I presume Davis is Gerry Davis. Here's another excerpt from 51 Ways....
...[W]e don't see the phantom double play very often in the big leagues anymore. Every game is televised. No umpire wants to see ten replays showing him calling an out when F4 wasn't within a foot of the bag. But they don't have ten TV cameras bearing down on your every move at your local park.
Quote:
Originally posted by WhatWuzThatBlue
Are you also one of those umpires that won't call a strike if the catcher doesn't catch it with his webbing up? You probably don't like to call the non-swinging strike when the catcher can't hold the pitch. I've seen these umpires before and they love to tell catchers to grab it clean and they can sell it. B.S.! (Correctly used emphatic element.)
Call the damn pitch and leave your ego at the gate.
Here's a passage from Behind the Mask, published by Referee Enterprises. It was in its fifth edition in 1991, and I was told it was the best-selling book in the history of Referee. Sadly, it's no longer in print. But Working the Plate, published by Gerry Davis, is - and you can get it at the same site as 51 Ways....
Should a catcher “frame” a pitch?

Never. That unqualified “No” needs some qualification. When a professional catcher “frames” a pitch, he presents it to the umpire. On the corner the glove fingers are vertical, not horizontal. A low pitch is framed the same way. In the big time, catchers who don’t properly present the pitch lose strikes.

But amateur catchers think framing the pitch is taking a pitch that is a little outside your zone and pulling it back across the plate as they grab it. They may call that framing the pitch; I call it framing the umpire. When F2 does that to me, I usually call “Ball.” I really don’t care where that picth was since everybody saw him pull it. If I should blunder and call that a pitch a strike, even when it was, the coach on offense will use my guts for garters.

But don’t overdo that insistence on well-framed pitches. We cannot expect amateur catchers, even those who play for top-rated college teams, to properly present every pitch. Behind the Mask
Don’t insist on miracles, though. You can’t expect your catcher to look like Benito Santiago. If you must teach your catcher one skill, settle for getting him not to jerk the pitch onto the plate. The next guy who calls that team may send you roses.

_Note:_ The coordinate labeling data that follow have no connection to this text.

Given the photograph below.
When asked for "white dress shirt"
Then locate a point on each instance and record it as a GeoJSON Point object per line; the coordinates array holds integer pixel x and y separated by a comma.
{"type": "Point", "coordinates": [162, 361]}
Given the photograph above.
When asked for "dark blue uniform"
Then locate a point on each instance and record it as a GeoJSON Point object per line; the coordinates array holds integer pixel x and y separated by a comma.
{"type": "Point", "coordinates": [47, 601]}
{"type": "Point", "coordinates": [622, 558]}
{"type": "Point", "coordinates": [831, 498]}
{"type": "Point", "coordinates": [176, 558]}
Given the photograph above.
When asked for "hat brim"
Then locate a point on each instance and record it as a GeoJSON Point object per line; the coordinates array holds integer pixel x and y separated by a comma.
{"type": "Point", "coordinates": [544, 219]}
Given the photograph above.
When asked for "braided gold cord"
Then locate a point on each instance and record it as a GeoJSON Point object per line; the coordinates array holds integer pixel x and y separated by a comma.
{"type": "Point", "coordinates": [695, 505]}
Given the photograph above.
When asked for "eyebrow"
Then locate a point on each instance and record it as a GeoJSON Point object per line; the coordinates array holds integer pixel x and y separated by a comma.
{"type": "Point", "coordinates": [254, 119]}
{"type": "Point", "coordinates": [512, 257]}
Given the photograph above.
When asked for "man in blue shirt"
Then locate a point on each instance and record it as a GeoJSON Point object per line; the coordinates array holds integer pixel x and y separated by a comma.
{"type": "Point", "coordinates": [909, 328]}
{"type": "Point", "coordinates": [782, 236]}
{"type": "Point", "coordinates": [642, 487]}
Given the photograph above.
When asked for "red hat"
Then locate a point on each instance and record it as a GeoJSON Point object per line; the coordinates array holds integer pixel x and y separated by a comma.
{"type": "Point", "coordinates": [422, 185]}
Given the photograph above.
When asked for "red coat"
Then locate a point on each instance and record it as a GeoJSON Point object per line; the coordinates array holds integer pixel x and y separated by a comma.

Working the Plate
If you want to discuss "missing the plate," I have an excerpt from 51 Ways.... that makes my point crystal.

But for now...

Everyone on The Forum knows your problem: You've painted yourself into a corner, and there's no way out. To mix my metaphors, you've tied yourself onto a sinking ship called "consistency." Your clamor for "getting the call right" ignores a hundred and fifty years of baseball tradition and practice. And the farther the amateur umpire goes down the food chain, the more he needs those historical guidelines.